有人可以向我解释into_iter()iter()应用于借用对象的区别吗?

Can somebody explain the difference between into_iter() and iter() applied to a borrowed object to me?

enum NumberOrNothing {
    Number(i32),
    Nothing,
}
use self::NumberOrNothing::{Number,Nothing};

impl NumberOrNothing {
    fn print(self) {
        match self {
            Nothing => println!("The number is: <nothing>"),
            Number(n) => println!("The number is: {}", n),
        };
    }
}

fn vec_min(v: &Vec<i32>) -> NumberOrNothing {
    fn min_i32(a: i32, b: i32) -> i32 {
        if a < b {a} else {b}
    }

    let mut min = Nothing;
    for e in v.iter() {
    //Alternatively implicitly and with *e replaced by e:
    //for e in v {
        min = Number(match min {
            Nothing => *e,
            Number(n) => min_i32(n, *e),
        });
    }
    min
}

pub fn main() {
    let vec = vec![18,5,7,2,9,27];
    let foo = Nothing;
    let min = vec_min(&vec);
    let min = vec_min(&vec);
    min.print();
}

推荐答案

但是它不能真正获得该函数中v的所有权,因为它只是借用了它的开头

But it cannot really take ownership of the v in that function, since it has only borrowed it to begin with

它绝对可以拥有v的所有权,因为那是&Vec.请注意此处的精确语义-您是引用的所有权 而不是引用项的所有权.

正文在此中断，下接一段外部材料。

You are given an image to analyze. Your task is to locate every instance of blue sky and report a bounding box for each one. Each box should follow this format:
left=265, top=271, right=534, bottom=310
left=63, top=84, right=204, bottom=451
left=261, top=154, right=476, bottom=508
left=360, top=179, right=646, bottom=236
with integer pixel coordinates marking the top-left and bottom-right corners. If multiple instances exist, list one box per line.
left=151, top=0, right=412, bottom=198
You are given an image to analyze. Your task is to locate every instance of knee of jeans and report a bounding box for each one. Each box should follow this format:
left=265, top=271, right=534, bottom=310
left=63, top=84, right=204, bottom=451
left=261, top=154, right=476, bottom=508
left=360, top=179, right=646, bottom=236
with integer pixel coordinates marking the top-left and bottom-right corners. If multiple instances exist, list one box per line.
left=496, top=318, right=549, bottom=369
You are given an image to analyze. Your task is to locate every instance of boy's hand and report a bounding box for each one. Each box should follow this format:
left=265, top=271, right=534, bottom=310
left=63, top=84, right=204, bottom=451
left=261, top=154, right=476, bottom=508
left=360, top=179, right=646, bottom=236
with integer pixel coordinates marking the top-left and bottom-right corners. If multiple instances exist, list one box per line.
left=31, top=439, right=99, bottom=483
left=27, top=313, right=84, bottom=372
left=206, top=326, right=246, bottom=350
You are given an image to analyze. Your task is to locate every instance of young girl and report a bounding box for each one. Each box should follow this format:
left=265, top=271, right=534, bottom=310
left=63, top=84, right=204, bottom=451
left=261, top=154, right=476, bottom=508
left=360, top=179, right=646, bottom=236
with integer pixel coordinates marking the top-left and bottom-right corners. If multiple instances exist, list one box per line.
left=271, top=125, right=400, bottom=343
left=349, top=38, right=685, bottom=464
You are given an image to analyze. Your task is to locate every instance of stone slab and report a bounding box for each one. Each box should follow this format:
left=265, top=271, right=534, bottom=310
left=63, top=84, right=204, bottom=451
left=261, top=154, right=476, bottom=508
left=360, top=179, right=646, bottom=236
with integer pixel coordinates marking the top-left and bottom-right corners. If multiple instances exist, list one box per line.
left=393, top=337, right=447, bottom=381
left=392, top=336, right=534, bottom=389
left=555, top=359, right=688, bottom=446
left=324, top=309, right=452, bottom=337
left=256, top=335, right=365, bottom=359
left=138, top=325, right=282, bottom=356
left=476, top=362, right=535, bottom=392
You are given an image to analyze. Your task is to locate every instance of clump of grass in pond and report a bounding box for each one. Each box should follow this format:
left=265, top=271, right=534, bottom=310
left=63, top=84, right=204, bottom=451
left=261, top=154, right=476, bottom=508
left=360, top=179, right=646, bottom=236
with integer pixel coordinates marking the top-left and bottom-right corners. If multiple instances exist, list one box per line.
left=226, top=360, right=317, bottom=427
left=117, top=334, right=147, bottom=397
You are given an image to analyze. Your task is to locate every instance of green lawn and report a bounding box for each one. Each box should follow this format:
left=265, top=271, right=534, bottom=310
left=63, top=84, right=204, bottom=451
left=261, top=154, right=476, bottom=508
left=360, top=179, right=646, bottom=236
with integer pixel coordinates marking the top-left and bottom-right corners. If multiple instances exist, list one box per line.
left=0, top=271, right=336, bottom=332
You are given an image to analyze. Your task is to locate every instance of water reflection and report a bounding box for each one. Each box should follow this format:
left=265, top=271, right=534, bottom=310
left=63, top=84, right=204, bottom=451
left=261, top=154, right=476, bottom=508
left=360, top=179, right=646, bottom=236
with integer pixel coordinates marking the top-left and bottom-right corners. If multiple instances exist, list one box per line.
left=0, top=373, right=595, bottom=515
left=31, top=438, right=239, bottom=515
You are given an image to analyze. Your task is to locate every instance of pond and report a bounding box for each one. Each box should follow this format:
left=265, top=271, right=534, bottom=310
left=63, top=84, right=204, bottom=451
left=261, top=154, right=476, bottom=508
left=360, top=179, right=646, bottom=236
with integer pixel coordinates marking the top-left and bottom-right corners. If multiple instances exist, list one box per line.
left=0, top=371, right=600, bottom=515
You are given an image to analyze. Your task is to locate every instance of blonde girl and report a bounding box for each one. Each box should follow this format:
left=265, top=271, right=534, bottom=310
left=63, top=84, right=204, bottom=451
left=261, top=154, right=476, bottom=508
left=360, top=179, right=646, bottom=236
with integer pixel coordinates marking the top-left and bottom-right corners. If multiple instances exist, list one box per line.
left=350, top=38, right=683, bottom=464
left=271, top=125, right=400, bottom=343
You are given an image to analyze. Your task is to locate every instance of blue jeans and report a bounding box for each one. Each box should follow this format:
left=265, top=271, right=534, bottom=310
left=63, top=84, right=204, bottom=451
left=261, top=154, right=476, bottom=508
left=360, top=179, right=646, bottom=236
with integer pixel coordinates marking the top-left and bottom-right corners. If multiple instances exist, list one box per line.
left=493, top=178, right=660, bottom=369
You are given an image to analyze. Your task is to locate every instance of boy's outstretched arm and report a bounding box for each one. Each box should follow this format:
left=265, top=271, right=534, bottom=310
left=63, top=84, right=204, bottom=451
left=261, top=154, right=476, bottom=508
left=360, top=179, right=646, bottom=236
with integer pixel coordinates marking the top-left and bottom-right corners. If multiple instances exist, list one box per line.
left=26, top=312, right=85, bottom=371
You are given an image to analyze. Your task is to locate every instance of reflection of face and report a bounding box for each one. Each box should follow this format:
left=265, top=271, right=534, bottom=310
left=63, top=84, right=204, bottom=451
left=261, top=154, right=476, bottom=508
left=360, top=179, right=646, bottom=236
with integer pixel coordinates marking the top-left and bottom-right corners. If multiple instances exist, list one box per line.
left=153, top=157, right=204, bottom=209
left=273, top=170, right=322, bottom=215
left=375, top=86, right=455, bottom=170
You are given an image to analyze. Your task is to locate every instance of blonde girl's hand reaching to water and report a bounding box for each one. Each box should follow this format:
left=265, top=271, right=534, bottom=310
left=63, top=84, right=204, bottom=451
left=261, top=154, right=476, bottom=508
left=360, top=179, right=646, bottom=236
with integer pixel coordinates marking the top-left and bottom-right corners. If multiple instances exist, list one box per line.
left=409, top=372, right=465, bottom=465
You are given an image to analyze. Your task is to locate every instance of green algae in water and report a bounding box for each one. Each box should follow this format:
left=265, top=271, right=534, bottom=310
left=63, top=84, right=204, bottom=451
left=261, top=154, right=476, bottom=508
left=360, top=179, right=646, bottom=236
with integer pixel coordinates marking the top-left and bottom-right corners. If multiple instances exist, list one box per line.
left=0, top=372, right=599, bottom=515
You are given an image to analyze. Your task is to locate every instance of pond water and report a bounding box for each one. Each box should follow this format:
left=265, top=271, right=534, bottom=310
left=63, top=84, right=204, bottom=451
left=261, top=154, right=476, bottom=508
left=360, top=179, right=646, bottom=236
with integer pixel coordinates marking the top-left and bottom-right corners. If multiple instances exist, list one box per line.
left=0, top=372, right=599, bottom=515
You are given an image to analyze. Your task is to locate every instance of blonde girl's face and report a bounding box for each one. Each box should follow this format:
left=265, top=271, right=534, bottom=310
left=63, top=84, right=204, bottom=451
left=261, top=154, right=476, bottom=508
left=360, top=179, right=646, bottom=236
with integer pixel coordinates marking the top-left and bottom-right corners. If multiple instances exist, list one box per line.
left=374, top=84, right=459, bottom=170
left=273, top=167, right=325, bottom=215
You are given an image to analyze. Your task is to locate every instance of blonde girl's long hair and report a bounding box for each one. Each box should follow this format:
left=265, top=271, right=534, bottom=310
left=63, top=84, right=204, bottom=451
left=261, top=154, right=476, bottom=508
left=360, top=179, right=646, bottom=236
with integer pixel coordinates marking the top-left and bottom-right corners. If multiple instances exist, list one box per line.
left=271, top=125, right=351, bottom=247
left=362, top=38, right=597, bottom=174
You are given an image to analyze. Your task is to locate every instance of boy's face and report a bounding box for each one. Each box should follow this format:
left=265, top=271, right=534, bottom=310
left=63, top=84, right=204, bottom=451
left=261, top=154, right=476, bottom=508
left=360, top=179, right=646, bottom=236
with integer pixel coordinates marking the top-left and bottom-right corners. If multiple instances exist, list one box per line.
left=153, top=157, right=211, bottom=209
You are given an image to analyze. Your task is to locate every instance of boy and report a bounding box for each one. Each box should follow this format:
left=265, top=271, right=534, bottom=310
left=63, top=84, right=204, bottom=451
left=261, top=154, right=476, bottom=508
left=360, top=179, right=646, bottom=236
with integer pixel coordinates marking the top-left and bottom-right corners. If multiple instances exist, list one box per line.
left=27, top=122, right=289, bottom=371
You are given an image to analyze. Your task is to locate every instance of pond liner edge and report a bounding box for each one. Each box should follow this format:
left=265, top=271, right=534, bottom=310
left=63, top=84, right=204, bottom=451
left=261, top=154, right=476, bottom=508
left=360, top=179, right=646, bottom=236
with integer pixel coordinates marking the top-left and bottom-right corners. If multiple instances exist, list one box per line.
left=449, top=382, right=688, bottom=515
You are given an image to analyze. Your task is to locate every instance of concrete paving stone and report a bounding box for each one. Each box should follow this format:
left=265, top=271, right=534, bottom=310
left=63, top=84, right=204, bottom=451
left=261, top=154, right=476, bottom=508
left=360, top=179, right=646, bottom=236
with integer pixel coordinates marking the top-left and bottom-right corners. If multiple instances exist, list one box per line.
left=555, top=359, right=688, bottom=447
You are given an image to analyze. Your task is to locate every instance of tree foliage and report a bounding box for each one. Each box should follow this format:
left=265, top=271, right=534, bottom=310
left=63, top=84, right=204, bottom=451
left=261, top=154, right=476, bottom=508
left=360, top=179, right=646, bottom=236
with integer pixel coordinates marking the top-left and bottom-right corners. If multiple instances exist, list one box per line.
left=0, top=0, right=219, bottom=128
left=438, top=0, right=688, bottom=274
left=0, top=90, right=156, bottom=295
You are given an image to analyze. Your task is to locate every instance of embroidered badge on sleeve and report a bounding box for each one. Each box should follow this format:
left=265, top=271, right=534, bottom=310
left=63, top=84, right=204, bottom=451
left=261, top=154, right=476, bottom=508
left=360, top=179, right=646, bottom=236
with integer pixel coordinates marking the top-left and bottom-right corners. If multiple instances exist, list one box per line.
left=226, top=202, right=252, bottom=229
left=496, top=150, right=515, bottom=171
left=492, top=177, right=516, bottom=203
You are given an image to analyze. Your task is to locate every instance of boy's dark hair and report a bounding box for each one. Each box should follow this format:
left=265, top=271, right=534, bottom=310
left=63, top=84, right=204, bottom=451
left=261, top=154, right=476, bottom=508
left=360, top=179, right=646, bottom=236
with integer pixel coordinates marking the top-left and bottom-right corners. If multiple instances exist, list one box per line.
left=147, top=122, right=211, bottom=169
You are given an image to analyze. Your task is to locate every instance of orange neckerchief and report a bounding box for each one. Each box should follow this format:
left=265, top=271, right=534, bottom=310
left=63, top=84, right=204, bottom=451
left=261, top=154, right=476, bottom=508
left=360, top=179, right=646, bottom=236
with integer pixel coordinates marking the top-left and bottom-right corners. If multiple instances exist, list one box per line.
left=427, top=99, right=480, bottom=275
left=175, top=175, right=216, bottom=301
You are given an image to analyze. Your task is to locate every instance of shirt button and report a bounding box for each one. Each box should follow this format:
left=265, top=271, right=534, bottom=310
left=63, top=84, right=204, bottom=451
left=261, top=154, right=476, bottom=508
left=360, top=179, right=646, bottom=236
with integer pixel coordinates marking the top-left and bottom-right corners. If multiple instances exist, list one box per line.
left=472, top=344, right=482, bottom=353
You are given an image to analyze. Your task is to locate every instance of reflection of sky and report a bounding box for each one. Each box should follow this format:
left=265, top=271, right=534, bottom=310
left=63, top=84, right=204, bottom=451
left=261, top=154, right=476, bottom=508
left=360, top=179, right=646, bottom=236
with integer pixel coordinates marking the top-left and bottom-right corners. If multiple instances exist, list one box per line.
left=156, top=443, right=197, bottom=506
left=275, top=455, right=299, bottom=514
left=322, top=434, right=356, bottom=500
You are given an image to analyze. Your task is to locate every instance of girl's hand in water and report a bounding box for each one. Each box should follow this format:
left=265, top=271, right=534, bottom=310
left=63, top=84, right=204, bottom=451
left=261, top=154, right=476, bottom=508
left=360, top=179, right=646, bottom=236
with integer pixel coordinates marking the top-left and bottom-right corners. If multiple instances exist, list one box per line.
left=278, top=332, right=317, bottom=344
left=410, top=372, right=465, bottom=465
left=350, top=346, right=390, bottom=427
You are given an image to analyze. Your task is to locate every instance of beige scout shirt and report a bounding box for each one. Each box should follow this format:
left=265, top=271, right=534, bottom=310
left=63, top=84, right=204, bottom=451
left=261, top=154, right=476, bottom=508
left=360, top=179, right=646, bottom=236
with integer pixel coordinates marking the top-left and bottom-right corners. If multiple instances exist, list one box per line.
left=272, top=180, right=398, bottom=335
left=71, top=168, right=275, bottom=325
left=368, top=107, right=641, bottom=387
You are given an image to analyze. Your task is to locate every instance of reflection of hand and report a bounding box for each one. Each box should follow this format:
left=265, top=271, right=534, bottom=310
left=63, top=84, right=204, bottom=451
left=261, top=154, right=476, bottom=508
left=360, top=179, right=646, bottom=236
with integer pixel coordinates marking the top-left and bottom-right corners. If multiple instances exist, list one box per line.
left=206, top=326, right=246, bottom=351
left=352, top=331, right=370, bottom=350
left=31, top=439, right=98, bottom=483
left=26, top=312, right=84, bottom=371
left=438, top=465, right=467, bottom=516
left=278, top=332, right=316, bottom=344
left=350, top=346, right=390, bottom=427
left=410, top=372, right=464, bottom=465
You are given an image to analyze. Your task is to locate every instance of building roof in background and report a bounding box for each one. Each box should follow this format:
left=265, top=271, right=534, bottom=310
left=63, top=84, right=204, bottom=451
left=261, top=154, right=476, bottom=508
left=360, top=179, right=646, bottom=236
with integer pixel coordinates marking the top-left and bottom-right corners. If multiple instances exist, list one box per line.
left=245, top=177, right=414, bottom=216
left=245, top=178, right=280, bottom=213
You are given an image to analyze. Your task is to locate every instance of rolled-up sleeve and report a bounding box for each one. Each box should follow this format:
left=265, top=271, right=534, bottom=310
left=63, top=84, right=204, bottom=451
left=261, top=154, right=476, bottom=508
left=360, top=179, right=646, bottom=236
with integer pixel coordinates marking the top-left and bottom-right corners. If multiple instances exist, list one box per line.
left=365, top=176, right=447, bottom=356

It absolutely can take ownership of v, because that's a &Vec. Note the precise semantics here - you are taking ownership of the reference, not of the referred-to item.

如果您查看 IntoIterator的实现者 ,您可以找到:

If you check out the implementors of IntoIterator, you can find:

impl<'a, T> IntoIterator for &'a Vec<T>

来源:

impl<'a, T> IntoIterator for &'a Vec<T> {
    fn into_iter(self) -> slice::Iter<'a, T> {
        self.iter()
    }
}

惊奇-它叫iter!因此,您的问题的答案是:没有区别.

Surprise — it calls iter! So the answer to your question is: there isn't a difference.

这篇关于在共享的借用Vec上的iter()和into_iter()之间的区别?的文章就介绍到这了,希望我们推荐的答案对大家有所帮助,也希望大家多多支持IT屋!